The move comes a week after the North’s leader Kim Jong Un dismissed decades of hopes for peaceful reunification with the war-divided peninsula’s South.
South Korea’s military said on Wednesday that North Korea had also fired several cruise missiles into waters off its western coast.
Last week, Mr Kim described the Pyongyang monument as an “eyesore” and called for its removal while declaring that the North was abandoning long-standing goals of a peaceful unification with South Korea.
He ordered a rewriting of the North’s constitution to define the South as its most hostile foreign adversary.
Satellite images from Planet Labs PBC appeared to show the destruction of Pyongyang’s Monument to the Three Charters for National Reunification, also called the Arch of Reunification.
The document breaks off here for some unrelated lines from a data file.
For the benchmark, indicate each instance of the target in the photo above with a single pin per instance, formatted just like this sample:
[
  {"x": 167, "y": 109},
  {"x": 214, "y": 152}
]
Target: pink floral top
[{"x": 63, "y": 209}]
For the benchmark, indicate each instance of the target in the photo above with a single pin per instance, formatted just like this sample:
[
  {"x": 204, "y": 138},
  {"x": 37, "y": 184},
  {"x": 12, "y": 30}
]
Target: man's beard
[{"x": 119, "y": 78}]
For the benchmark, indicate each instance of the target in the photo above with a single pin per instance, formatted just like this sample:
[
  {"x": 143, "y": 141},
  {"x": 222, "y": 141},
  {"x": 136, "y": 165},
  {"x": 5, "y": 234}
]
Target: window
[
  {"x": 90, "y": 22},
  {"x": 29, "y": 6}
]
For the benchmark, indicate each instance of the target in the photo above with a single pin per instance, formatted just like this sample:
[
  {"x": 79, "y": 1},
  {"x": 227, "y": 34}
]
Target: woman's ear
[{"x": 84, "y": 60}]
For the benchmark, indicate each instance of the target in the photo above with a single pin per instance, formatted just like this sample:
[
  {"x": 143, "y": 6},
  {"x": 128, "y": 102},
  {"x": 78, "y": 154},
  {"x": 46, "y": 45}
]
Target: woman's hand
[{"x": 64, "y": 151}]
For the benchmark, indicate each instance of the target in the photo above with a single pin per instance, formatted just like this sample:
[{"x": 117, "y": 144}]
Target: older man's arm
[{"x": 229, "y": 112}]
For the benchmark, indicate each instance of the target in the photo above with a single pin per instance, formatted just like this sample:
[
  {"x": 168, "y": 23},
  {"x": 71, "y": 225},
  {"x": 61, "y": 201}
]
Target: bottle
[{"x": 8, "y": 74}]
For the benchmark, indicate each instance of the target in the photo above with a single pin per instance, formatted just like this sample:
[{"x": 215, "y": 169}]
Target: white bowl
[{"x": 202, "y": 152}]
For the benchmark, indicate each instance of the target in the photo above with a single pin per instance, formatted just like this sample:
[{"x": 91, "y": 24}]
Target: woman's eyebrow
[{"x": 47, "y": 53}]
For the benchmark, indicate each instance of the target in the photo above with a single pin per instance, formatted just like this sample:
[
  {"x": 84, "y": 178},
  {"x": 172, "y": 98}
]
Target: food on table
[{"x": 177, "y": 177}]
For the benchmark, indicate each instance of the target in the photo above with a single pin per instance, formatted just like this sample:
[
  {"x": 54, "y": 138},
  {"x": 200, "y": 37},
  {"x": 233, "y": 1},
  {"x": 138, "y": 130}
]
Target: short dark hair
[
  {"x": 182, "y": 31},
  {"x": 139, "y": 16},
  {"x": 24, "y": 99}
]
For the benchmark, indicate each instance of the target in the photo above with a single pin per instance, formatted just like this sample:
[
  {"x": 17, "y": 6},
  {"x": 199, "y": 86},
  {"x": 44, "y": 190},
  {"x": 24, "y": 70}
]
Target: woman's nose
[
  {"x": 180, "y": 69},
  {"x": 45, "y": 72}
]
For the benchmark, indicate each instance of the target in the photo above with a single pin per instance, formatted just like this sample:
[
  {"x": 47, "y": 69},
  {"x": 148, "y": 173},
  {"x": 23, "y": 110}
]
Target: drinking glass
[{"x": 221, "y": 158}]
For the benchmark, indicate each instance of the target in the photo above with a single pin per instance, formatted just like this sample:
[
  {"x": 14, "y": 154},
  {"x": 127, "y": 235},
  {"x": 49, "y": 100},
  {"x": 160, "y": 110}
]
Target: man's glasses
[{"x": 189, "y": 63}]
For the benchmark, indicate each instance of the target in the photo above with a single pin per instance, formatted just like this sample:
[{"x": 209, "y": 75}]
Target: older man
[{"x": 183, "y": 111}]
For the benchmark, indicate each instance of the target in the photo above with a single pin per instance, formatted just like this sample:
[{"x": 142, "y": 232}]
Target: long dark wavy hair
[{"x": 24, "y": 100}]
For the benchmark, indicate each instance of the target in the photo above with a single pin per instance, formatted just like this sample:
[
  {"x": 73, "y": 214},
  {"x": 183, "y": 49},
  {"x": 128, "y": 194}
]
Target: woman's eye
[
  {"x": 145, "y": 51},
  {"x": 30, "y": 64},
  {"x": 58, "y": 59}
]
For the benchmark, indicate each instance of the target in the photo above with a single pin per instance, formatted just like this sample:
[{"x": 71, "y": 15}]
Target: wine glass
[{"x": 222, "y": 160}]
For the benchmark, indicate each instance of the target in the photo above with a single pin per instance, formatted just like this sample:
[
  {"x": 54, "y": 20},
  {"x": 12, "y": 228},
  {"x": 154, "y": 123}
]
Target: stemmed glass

An image on Tuesday clearly showed the arch missing along a roadway.
Clouds and snow cover made it difficult to ascertain when North Korea tore down the monument, but it appeared to have taken place within the last few days. NKNews, a website focused on North Korea, first reported on the satellite images.
The arch was a 100ft tall structure that looked over a major road leading to the city of Kaesong near the border with South Korea.
The cruise missile launches were North Korea’s second known launch event of the year, following a January 14 test-firing of the country’s first solid-fuel intermediate range ballistic missile, which reflected its efforts to advance its line-up of weapons targeting US military bases in Japan and Guam.
South Korea’s Joint Chiefs of Staff said on Wednesday that US and South Korean militaries were analysing the latest launches. It did not immediately confirm the exact number of missiles fired or their specific flight details.
“Our military has increased surveillance and vigilance and is closely coordinating with the United States while monitoring for further signs and activity from North Korea,” the Joint Chiefs of Staff said.
Tensions on the Korean Peninsula have increased in recent months as Mr Kim continues to accelerate his weapons development and issue provocative threats of nuclear conflict with the United States and its Asian allies.
The United States, South Korea and Japan have been expanding their combined military exercises in response to the North’s missiles tests. Mr Kim characterises these drills as rehearsals for an invasion.
North Korea said last week that it conducted a test of a purported nuclear-capable underwater attack drone in response to a combined naval exercise by the United States, South Korea and Japan, as it blamed its rivals for tensions in the region.